Trois semaines d'opinions que personne n'a demandées.
Chers lecteurs,
Il faut absolument qu’on trouve un nom pour désigner ces bars, ces restaurants, ces clubs qui sont l’équivalent d’un ex toxique : on les quitte toujours en se promettant « plus jamais ça » alors qu’on sait, dans le fond, qu’on y sera de retour le week-end suivant. C’est la réflexion que je me faisais l’autre soir en quittant Le Cornichon, un bar séduisant avec son look de rade PMU ripoliné et ses bloody mary au Clamato, mais dont le staff a parfois un sens de l’accueil digne de Bruno Retailleau avec les migrants. Rien d’insoutenable mais personnellement, si j’ai envie de me sentir indésirable, je vais plutôt au COS de la rue Montmartre essayer un maillot de bain dans l’une de ces cabines d’essayage dont l’éclairage assassin fait toujours apparaître, comme par magie (noire), des zones de cellulite inédites. Peut-on faire plus « ponts de mai » qu’une newsletter qui vous parle de terrasses de bars, de Clamato et de cellulite ? Cette Carte Blanche sera courte et décousue à l’image des dernières semaines.
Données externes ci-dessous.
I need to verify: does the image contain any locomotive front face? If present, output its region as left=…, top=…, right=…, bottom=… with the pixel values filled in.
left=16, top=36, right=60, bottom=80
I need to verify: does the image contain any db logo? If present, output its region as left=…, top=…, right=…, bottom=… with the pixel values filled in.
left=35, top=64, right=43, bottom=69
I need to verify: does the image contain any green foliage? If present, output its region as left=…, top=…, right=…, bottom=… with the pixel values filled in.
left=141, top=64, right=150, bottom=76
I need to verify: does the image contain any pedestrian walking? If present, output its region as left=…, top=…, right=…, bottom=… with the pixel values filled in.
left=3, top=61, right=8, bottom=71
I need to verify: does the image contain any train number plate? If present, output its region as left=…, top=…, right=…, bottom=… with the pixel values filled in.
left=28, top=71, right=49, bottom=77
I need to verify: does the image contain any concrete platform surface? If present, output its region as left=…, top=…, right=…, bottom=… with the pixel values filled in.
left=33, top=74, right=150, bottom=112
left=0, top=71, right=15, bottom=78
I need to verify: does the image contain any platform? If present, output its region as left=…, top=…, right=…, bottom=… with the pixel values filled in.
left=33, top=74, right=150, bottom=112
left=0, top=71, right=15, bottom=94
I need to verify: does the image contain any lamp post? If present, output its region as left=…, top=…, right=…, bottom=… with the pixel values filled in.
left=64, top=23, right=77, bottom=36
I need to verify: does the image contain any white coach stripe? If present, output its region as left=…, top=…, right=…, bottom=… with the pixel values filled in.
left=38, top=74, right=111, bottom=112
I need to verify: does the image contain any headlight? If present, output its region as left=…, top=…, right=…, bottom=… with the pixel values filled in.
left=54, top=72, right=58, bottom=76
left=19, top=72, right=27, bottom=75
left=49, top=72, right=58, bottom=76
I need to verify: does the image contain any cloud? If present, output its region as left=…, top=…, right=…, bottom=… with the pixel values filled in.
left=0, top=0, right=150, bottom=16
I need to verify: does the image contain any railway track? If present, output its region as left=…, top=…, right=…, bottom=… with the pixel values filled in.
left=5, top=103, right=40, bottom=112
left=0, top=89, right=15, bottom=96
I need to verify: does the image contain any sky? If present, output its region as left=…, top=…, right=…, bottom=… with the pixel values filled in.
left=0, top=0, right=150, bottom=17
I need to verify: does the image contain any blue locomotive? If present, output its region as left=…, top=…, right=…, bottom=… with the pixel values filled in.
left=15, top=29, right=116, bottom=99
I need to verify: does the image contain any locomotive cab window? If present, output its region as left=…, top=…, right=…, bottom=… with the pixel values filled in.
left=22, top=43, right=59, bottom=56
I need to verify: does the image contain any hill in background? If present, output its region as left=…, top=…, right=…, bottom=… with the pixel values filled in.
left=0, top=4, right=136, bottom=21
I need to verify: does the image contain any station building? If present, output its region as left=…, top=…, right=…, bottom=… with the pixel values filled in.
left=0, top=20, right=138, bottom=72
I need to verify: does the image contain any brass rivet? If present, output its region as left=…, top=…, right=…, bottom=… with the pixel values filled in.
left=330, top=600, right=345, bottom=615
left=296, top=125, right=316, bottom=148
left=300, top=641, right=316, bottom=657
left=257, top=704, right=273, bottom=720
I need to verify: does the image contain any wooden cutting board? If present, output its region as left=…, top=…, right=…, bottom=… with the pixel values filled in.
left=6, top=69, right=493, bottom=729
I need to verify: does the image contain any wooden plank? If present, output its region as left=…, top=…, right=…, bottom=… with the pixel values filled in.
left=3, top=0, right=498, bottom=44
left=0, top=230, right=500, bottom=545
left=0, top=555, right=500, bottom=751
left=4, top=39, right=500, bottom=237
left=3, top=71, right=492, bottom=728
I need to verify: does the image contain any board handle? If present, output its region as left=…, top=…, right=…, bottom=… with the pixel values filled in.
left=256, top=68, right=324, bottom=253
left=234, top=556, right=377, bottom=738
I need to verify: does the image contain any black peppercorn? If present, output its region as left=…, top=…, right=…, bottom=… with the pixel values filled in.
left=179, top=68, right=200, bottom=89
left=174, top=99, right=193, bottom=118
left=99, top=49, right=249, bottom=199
Entre deux jours fériés, trois deadlines intenables et 148 messages automatiques d’absence dans ma boîte mail, j’ai publié un reportage dans ELLE sur le tourisme régénératif. Ce projet m’a fait passer une petite semaine dans le centre de recherche d’une primatologue de légende situé au fin fond d’une forêt tropicale inexplorée du Congo. Bien que j’y ai dormi parmi les gorilles silverback, les hyènes et les éléphants, mon souvenir le plus baroque restera la veille du départ, quand je me suis rendue dans la boutique Salomon du Marais pour acheter des chaussures à l’épreuve des randonnées et que la vendeuse m’a littéralement répondu : « Ah ouais non nous les baskets qu’on fait ici sont pas faites pour marcher. » De retour en France (après cinq jours en Converse dans la jungle, mais Jane Goodall elle-même a passé sa vie dans la savane en Converse, je ne regrette rien), j’ai vécu une première professionnelle dont je ne souhaite l’expérience à personne : pleurer en pleine interview. La coupable ? Chizuko Kimura, dont le récit m’a submergée. Le 31 mars dernier, elle est devenue la première femme cheffe sushi au monde à être récompensée d’une étoile Michelin. Dans cet univers largement dominé par les hommes, c’est un exploit, que je raconte dans le numéro de ELLE actuellement en kiosques.
Ma copine Margaux , qui écrit la newsletter Gymnastique, m'a récemment demandé si le désintérêt général pour les desserts au restaurant révélait une récession économique. Je lui répondais par l’une de ces notes vocales longues et indigestes dont j’ai le secret quand soudain, j’ai réalisé que le véritable indicateur de récession actuel, c’est l’option « supplément caviar » qui fleurit à la carte de tous les restaurants. Longtemps réservé aux étoilés Michelin et aux omakase, le caviar a commencé à devenir un gimmick en 2019, quand le chef Greg Marchand en a servi avec son poulet frit chez Frenchie, avant de tout envahir : les grilled cheese sandwichs d’Homer Lobster. Les Pringles goût crème et oignons chez Piccolo*. La salade de pomme de terre fumée, confiture de tomate et sauce mimolette de Minsoo chez Early June. Et, depuis le 1er avril, les nuggets du Burger King.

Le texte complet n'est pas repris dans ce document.